It links healing to the person being healed, not just the healer.
Thus, (fixed) in the post you quoted. You can make CLW heal 10% of target's hit points or 25% or whatever. No need for either surges or wounds to do that.
I'm one of those some. However, it's not really that big a change from having a cleric heal you up in 3.x, in both cases you start all your fights at max HP, the difference is in what you run out of. (healing spells in 3.x, surges in 4e, ability to takes wounds under the wound system)
In low level 3e (and most levels of AD&D) that's not really the case, since going into fights with some damage is common. Anyway, the short term effect there is the opportunity cost of the Cleric's spells. He loses versatility in responding to coming challenges. Loss of surges (or wounds if they have no associated penalty) only kicks in at the end.
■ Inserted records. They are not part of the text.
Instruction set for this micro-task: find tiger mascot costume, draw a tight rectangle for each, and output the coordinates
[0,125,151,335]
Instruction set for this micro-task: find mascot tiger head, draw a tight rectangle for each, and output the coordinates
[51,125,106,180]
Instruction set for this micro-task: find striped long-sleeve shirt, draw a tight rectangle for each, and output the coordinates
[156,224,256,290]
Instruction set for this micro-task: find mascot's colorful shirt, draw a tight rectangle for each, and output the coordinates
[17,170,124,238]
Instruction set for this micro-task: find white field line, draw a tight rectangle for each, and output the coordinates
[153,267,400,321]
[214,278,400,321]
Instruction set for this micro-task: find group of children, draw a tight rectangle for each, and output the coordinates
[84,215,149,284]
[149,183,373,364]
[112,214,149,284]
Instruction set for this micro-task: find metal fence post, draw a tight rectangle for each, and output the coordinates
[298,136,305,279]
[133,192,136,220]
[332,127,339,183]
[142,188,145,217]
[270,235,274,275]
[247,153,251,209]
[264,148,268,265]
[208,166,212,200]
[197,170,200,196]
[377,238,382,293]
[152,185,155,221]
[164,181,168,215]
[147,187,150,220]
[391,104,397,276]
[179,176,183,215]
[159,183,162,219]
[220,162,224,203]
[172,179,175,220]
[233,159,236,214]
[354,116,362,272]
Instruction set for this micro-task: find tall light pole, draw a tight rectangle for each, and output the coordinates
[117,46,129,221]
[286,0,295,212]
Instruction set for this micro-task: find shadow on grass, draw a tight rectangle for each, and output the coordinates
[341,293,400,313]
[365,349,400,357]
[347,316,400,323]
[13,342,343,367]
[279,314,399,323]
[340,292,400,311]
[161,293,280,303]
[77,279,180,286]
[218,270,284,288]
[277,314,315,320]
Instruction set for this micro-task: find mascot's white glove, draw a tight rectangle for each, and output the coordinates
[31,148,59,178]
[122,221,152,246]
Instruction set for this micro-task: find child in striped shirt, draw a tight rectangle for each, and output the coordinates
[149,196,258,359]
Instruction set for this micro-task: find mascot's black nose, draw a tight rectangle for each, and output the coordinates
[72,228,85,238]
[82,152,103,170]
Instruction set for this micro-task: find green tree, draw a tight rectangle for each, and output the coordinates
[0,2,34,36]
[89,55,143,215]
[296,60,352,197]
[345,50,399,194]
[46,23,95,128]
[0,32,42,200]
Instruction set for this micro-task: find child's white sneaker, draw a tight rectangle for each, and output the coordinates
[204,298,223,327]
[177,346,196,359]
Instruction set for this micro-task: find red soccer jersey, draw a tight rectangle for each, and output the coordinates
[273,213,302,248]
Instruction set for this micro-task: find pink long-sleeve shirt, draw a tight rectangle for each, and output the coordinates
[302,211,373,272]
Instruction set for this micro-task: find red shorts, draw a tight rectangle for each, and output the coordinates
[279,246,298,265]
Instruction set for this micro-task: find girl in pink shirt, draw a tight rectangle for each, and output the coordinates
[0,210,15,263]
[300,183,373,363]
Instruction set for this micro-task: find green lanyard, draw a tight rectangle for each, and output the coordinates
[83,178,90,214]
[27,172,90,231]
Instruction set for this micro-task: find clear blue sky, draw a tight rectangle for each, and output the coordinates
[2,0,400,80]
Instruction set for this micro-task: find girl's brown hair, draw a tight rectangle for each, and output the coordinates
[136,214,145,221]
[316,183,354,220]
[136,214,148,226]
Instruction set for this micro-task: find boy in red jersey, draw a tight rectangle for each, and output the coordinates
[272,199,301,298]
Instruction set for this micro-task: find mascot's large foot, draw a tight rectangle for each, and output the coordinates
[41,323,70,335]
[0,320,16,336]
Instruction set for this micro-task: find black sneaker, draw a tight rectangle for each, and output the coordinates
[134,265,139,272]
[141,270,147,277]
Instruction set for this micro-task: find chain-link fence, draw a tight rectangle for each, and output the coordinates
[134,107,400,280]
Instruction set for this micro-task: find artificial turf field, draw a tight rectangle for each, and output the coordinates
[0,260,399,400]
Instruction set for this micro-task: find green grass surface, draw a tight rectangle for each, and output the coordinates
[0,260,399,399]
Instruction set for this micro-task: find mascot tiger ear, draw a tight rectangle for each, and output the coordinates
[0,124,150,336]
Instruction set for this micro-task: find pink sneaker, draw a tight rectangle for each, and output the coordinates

This is probably where some groups prefer one and some the other.
Temp HP have a lot of baggage, at least in 4e. They don't stack. They can take you above your max HP, and they're strictly temporary; losing THP doesn't actually fatigue you in any way.
Essentially, if a warlord could give enough THP to absorb the hits from a fight, the fight would have done absolutely nothing to the party's resources. Whereas with surges/wounds, every fight drains at least a small bit off their resilience.
Ok, so those issues could also be fixed. Make temp hp simpler (they are simple in 3e, I think). Make the Warlord's ability only work if the character became bloodied (that way there's always resource loss).
Alternatively, just remove in-combat healing (almost) completely. No need for the Warlord to shout anyone more hp, he can grant AC or attack bonuses instead, just like a Cleric. This is my favorite solution.